B) 7-6or8-n....n-7 where n cannot be a 6 or 8.

And what is the exact probability...show math if possible?

Keith

Quote:kwalter827... Scenario 2b. Place bet on 6/8 $6 each. BET IS WORKING. 6 hits. win $14 take place bets off. ...

I think you need to reanalyze this part -- you would only win $7 in this step, not $14.

Here is my guess for the math of which sequence is more likely. Of the 36 possible outcomes for 2 dice, there are six possibilities for a 7 and 5 possibilities each for 6 or 8. The probability of 7 on one roll, followed immediately by a 6/8, then followed by another 7 before another 6/8 is:

p=(6/36)*(10/36)*(6/16)=0.01736111. This all assumes that you do not care whether a 6/8 is a 6 or an 8.

The probability of 7 on the one roll, followed immediately by another 7 is:

p=(6/36)*(6/36)=0.02777; i.e., more likely, by a factor of 1.6.

I do not guarantee that this analysis is appropriate for the playing strategies that you describe, since I think there may be some errors in other parts of your analysis.
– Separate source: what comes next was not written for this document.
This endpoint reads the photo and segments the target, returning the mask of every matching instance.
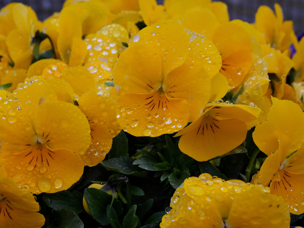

Quote:kwalter827...Scenario is craps...First roll is a seven or even a seven out...he says its better to bet the 6/8 place bet immediately (ON), the come out roll than to double up the seven bet (if a natural) or place a pass line bet. His thinking is it's more likely to be a 6 or 8 right after the 7 and win that bet than to wait for a 6 or 8 point...

Well, now that you explain it...

When you combine the 6 and 8 as one option, then it is more likely that a 6 OR 8 will come out. But that's AT ANY TIME. The prior roll is still irrelevant.

I.E. If you are trying to decide if, ay any particular moment, if: A-6, B-7 or C-8 is more likely to appear, the answer is 7. But if the choice is: A-either 6 or 8, or B-7, THEN the most likely roll is either 6 or 8.

Get it?

You'll roll 6 five times to win $35.

You'll roll 8 five times to win $35.

You'll roll 7 six times to loose $72.

Overall you loose $2 but you can have a lot of fun in the process.